The UK government has announced its much awaited White Paper on broadcasting, which aims to “protect British content by giving public service broadcasters a more flexible remit for the programmes they produce and show”.
It says that reform is needed because rapid changes in technology, viewing habits and the emergence of global media giants have brought new challenges for UK broadcasters. According to Ofcom, the share of total viewing for ‘linear’ TV channels such as ITV and the BBC fell by more than 10% between 2017 and 2020. The share for subscription video-on-demand services such as Netflix and Amazon Prime Video rose from 6% to 9% over the same period.
The key points of the White Paper include:
- Except for BBC iPlayer, on-demand services are not subject to Ofcom’s Broadcasting Code which sets standards for content including harmful or offensive material, accuracy, fairness and privacy. Therefore, the government proposes amending the regulation of video on demand services to bring them into line with linear services with the introduction of a Video On Demand code and fines for breaches of up to £250,000 or 5% of annual turnover.

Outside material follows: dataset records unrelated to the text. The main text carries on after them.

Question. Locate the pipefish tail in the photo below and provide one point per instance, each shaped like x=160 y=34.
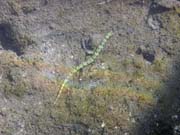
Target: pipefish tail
x=84 y=64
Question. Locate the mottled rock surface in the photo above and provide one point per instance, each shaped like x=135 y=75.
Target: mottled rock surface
x=131 y=89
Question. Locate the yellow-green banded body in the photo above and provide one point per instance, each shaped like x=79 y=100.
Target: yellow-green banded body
x=84 y=64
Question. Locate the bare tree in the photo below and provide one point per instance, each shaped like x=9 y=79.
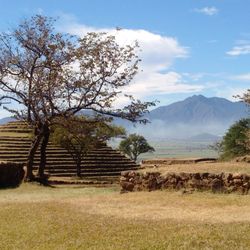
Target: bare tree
x=47 y=75
x=80 y=135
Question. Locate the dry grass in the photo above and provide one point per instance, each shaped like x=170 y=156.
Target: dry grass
x=216 y=167
x=35 y=217
x=14 y=134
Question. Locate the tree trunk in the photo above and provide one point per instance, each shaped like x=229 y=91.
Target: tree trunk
x=31 y=155
x=46 y=134
x=78 y=167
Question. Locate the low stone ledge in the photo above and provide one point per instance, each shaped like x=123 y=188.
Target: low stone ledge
x=149 y=181
x=11 y=174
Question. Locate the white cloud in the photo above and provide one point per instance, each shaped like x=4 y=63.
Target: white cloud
x=158 y=54
x=243 y=77
x=209 y=11
x=239 y=50
x=160 y=84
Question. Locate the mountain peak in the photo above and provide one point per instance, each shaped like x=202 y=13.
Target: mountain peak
x=199 y=109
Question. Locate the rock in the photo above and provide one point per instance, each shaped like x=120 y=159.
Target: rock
x=217 y=185
x=128 y=186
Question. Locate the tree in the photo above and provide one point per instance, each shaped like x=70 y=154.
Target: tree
x=245 y=97
x=47 y=75
x=236 y=140
x=134 y=145
x=79 y=135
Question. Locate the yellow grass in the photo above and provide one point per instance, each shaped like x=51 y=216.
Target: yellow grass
x=35 y=217
x=216 y=167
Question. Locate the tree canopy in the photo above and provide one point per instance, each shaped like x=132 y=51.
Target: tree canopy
x=46 y=74
x=134 y=145
x=236 y=140
x=80 y=135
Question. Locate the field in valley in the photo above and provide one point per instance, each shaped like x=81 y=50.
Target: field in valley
x=36 y=217
x=179 y=149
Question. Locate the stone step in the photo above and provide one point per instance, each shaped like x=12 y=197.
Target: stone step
x=68 y=174
x=88 y=170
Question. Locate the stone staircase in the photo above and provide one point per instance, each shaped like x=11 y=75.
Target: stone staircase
x=103 y=163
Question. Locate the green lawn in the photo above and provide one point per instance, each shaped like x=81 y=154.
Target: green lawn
x=36 y=217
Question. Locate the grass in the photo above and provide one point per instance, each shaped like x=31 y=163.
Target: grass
x=36 y=217
x=215 y=167
x=14 y=134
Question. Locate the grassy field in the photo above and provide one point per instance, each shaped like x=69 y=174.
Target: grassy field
x=179 y=149
x=214 y=167
x=36 y=217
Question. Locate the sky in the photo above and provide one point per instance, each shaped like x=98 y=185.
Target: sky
x=187 y=47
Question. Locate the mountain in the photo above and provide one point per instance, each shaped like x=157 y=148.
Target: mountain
x=6 y=120
x=193 y=116
x=199 y=109
x=204 y=137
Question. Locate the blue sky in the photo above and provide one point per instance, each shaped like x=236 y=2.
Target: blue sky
x=188 y=46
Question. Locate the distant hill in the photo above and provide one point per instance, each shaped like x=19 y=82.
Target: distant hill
x=199 y=109
x=6 y=120
x=204 y=137
x=196 y=116
x=191 y=117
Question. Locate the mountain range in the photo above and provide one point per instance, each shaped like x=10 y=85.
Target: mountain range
x=196 y=115
x=199 y=109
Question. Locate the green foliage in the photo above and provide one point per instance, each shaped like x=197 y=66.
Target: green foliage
x=134 y=145
x=236 y=140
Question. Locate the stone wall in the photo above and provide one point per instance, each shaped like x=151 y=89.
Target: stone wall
x=188 y=182
x=11 y=174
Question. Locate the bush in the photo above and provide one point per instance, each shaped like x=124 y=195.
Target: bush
x=11 y=174
x=236 y=141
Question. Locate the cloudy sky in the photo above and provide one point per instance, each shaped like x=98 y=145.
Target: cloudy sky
x=187 y=47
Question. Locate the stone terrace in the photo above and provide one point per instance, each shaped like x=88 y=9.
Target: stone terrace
x=101 y=163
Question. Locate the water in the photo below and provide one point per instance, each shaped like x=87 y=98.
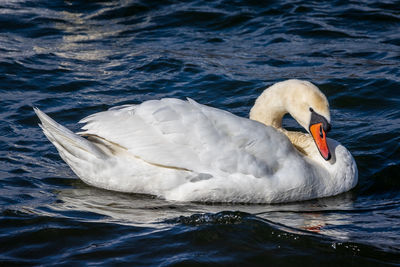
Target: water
x=74 y=58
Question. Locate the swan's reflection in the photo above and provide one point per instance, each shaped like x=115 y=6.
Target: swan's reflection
x=324 y=216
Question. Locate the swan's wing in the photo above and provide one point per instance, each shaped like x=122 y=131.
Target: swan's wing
x=188 y=135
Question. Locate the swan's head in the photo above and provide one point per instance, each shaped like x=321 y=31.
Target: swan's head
x=309 y=106
x=304 y=101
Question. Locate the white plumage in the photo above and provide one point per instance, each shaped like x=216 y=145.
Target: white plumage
x=182 y=150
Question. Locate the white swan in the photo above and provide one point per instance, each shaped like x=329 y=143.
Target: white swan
x=185 y=151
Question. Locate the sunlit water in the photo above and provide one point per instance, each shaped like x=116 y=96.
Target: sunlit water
x=74 y=58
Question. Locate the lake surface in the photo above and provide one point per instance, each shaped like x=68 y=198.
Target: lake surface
x=74 y=58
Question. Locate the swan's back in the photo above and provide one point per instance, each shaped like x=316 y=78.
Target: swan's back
x=190 y=136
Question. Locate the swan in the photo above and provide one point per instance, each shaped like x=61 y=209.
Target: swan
x=181 y=150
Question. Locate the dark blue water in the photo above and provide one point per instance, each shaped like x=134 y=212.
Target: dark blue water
x=74 y=58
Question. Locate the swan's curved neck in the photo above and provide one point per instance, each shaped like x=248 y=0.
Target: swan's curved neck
x=269 y=108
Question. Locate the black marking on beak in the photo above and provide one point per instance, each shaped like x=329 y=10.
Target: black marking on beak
x=316 y=118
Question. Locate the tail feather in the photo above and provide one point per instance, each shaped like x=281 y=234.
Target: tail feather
x=67 y=142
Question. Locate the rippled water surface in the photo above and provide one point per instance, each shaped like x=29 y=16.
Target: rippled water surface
x=74 y=58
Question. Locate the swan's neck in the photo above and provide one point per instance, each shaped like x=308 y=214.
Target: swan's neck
x=269 y=109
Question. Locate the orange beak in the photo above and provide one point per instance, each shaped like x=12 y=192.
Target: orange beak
x=319 y=135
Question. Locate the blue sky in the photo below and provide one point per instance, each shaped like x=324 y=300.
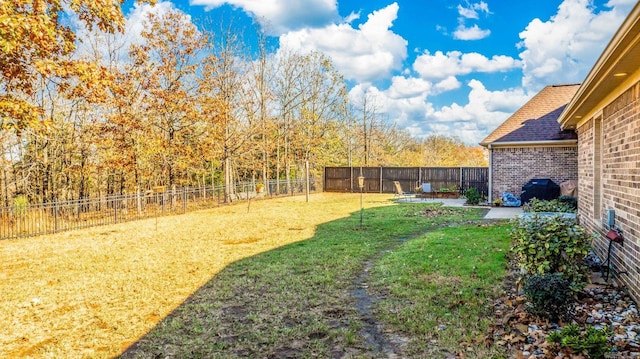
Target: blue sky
x=457 y=68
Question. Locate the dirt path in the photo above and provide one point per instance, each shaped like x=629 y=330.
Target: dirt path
x=381 y=343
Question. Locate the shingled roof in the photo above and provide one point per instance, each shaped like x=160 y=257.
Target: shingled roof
x=537 y=120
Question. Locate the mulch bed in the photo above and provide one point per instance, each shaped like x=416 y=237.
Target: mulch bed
x=601 y=304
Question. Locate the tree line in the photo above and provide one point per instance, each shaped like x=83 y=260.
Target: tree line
x=185 y=106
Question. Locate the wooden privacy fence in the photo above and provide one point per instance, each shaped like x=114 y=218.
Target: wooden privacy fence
x=24 y=219
x=380 y=179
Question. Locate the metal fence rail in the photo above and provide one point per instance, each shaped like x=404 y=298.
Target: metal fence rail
x=25 y=220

- A new remit for public service broadcasting. This will include a consultation about new rules to make sure public sector broadcasters commission “distinctively British” programming.
- The privatisation of Channel 4.
- Reform to the “listed event” regime (events such as the Grand national, World Cups, FA Cup, Wimbledon final) to include digital and on-demand services.
- The government will update ‘prominence’ rules so popular online TV platforms are legally required to carry designated public sector broadcasting on-demand services and give them prominence, as determined by Ofcom, so they are easy to find on user interfaces in the future.
- Supporting screen industries through creative sector tax reliefs
The government has also published its response to the Digital Radio and Audio Review. It says that it will continue to engage with the radio industry to gain a better understanding of the policies and practices of smart speaker platforms.
The government intends to legislate as soon as the parliamentary timetable allows.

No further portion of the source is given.